Y aurait-il sur un même poste la reconnaissance d’une ancienneté pour un CDI qui serait refusée pour un CDD ?

Assurément NON, sauf à bafouer allègrement le principe constitutionnel supérieur d’égalité.

Il y a donc lieu de prendre en compte pour le calcul des primes d’ancienneté les périodes antérieures travaillées durant lesquelles Mme N. était en contrat de travail à durée déterminée d’usage.

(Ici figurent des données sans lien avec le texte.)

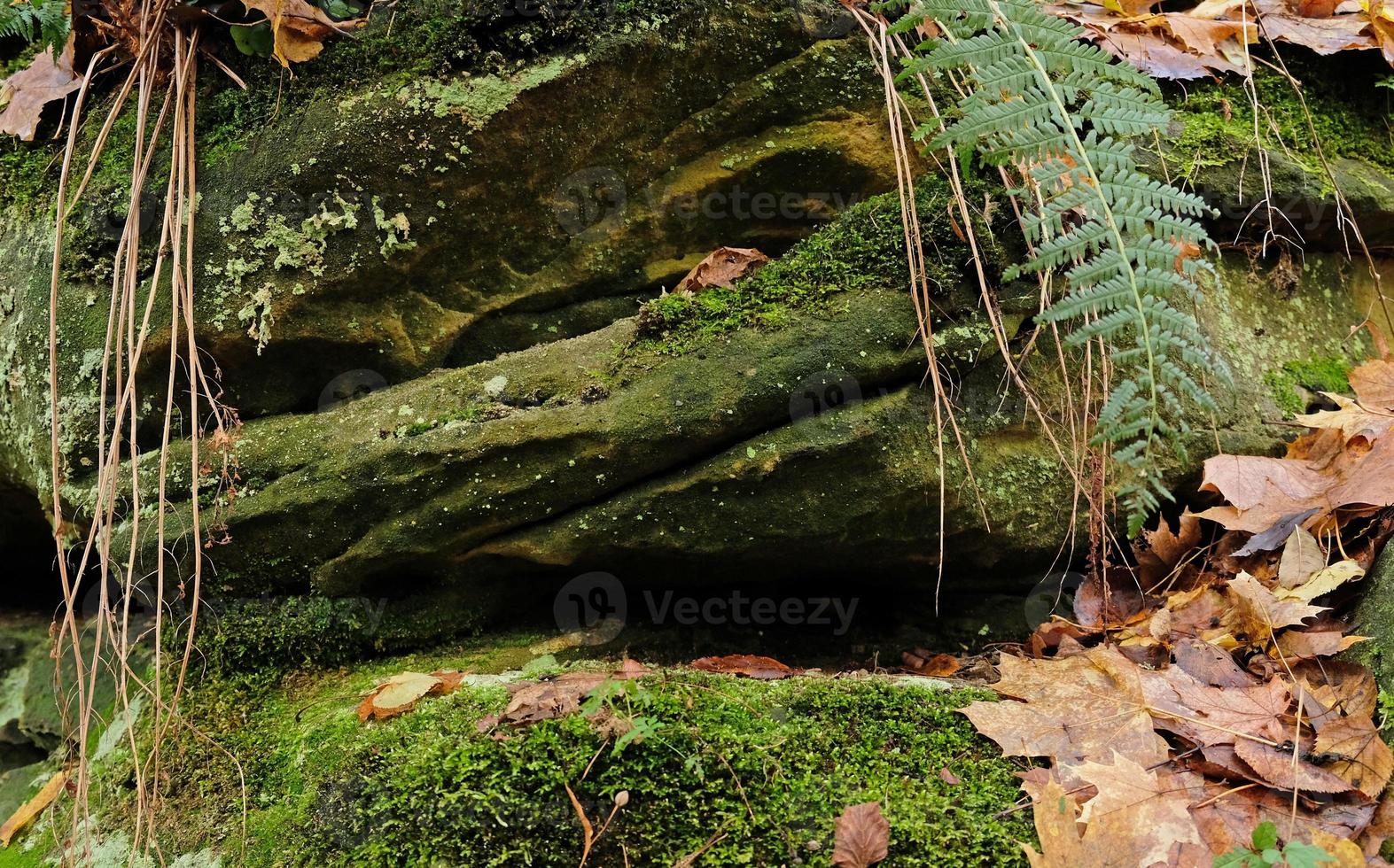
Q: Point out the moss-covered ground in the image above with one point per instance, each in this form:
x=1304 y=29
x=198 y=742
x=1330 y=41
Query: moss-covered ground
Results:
x=756 y=770
x=1337 y=102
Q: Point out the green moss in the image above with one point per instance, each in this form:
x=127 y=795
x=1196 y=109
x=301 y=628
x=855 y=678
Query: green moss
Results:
x=768 y=763
x=1350 y=117
x=863 y=248
x=417 y=42
x=1316 y=374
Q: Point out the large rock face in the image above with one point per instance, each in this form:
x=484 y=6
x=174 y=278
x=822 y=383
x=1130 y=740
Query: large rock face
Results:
x=471 y=250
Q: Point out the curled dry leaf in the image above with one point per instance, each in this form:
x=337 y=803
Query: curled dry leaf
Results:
x=27 y=92
x=1323 y=581
x=722 y=267
x=1071 y=709
x=1302 y=556
x=861 y=836
x=1362 y=760
x=1258 y=612
x=401 y=693
x=1284 y=771
x=29 y=810
x=534 y=701
x=746 y=665
x=931 y=665
x=299 y=28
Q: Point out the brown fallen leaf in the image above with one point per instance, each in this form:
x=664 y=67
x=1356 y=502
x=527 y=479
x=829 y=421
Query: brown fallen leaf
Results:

La demanderesse peut donc prétendre à des rappels de primes d’ancienneté calculées selon une ancienneté remontant à son premier jour de travail en CDD dans cette entreprise, sans pour autant requalifier les CDD d’usage en CDI, ainsi que des rappels d’indemnité légale de licenciement et d’indemnité de départ volontaire en application des articles 32-2 et 32-3 de m’accord PSE du 12 janvier 2017.

Le syndicat CGT est intervenu dans cette affaire sur le fondement de l’article L 2132-3 du code du travail pour violation du principe constitutionnel d’égalité, ce qui porte un grave préjudice à l’intérêt collectif de la profession.

Il a obtenu logiquement des dommages et intérêts et un article 700 du CPC.